Short lifetime of a Virtual Card
For repeat customers, there is nothing easier than re-using the same card at check-out to speed up the process (think how easy it is to get out of an Uber without needing to rummage through your wallet). However, with the virtual card, you have no control over the actual card of the customer, as it is not stored within your own gateway and has a short lifetime for use. There are added reasons for why it’s good to drive your customers to an online portal, whether on your property’s app or online check in area where they have their payment credentials stored (this will be the basis of a forthcoming post, but check out the data emanating from this use in the Restaurant POS space - https://pos.toasttab.com/blog/online-food-ordering-system).
Ownership of data
As we’ve seen with email addresses, OTAs are using security as a reason for why they do not release card information to you, under the guise of protecting the customer. The truth is that no-one is completely free from scandal, whether it is the OTAs (https://bobsullivan.net/cybercrime/expedia-warns-users-about-unauthorized-access-of-name-phone-email-and-booking-info/) or even large chains (http://www.securityweek.com/starwood-hotels-says-payment-systems-were-hacked), but that should not put you off implementing your own security measures and demanding that your technology supplier provides this as part of their offering.
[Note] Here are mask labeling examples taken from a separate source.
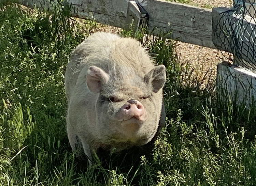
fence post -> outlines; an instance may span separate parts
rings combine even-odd
[[[238,10],[243,8],[243,3],[245,6],[243,12],[248,16],[256,18],[256,0],[236,0],[234,1],[233,6]],[[243,12],[240,12],[240,13]],[[239,38],[238,39],[239,40]],[[245,67],[256,73],[256,66],[252,63],[248,62],[241,57],[234,54],[234,65]]]

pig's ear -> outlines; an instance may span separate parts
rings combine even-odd
[[[91,92],[99,92],[102,84],[107,83],[109,79],[109,75],[99,67],[91,66],[87,71],[87,86]]]
[[[166,80],[165,67],[163,65],[156,66],[144,76],[144,81],[146,83],[151,83],[155,93],[163,87]]]

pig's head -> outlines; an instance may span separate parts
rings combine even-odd
[[[145,144],[158,127],[165,67],[154,66],[142,76],[121,68],[115,67],[108,72],[95,66],[88,69],[87,87],[98,95],[96,125],[108,142]]]

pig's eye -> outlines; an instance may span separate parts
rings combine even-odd
[[[118,99],[114,96],[110,96],[109,97],[109,100],[112,102],[118,102],[122,101],[122,100]]]
[[[143,96],[140,97],[140,98],[141,99],[146,99],[150,97],[151,97],[152,96],[152,94],[150,95],[149,96]]]
[[[109,97],[109,100],[112,102],[113,102],[115,101],[115,98],[114,96],[111,96]]]

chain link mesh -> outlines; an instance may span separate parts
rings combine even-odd
[[[232,53],[234,64],[255,72],[256,0],[233,0],[233,7],[222,13],[217,20],[219,49]]]

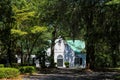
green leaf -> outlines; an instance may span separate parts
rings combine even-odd
[[[40,32],[45,32],[47,30],[46,27],[40,27],[40,26],[34,26],[31,28],[31,33],[40,33]]]
[[[12,35],[18,35],[18,36],[23,36],[23,35],[26,35],[28,33],[25,32],[25,31],[21,31],[21,30],[11,29],[11,34]]]

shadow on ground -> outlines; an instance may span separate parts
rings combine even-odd
[[[36,75],[23,80],[120,80],[119,72],[92,72],[80,69],[42,69]]]

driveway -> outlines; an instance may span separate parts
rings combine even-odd
[[[69,69],[60,69],[56,73],[55,71],[53,73],[50,71],[45,72],[25,76],[23,80],[120,80],[114,79],[115,76],[120,76],[119,72],[81,72],[79,70]]]

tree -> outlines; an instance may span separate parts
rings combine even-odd
[[[4,14],[3,14],[4,13]],[[12,63],[12,50],[11,50],[11,34],[10,30],[14,19],[12,18],[13,11],[10,0],[1,0],[0,2],[0,40],[4,45],[7,53],[7,62]]]

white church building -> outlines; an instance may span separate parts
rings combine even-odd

At the end of the day, hotels need to remember that the relationship is between them and the customer, and not outsource all of their responsibilities to their OTA partner.
So what should you do?
So while the Virtual Card may be a good solution to a problem that was caused by the OTA in the first place, we feel the additional cost is something to take into account. Are you happy to pay an additional 2% commission, in order to be ensured payment by an OTA on bookings, for which you already pay anywhere between 15 - 25%?
Make a calculation:
1. What is the cost of unpaid no-shows yearly to the hotel from this specific channel, usually a relatively small amount.
2. What is the cost of your credit card fees if you count 2% over the total revenue from that OTA
Get your accounting and sales teams in one room, and discuss both upsides and downsides, and make an informed decision. You can always ask your OTA to stop the Virtual Cards (several of our hotels have already done this, and effectively so).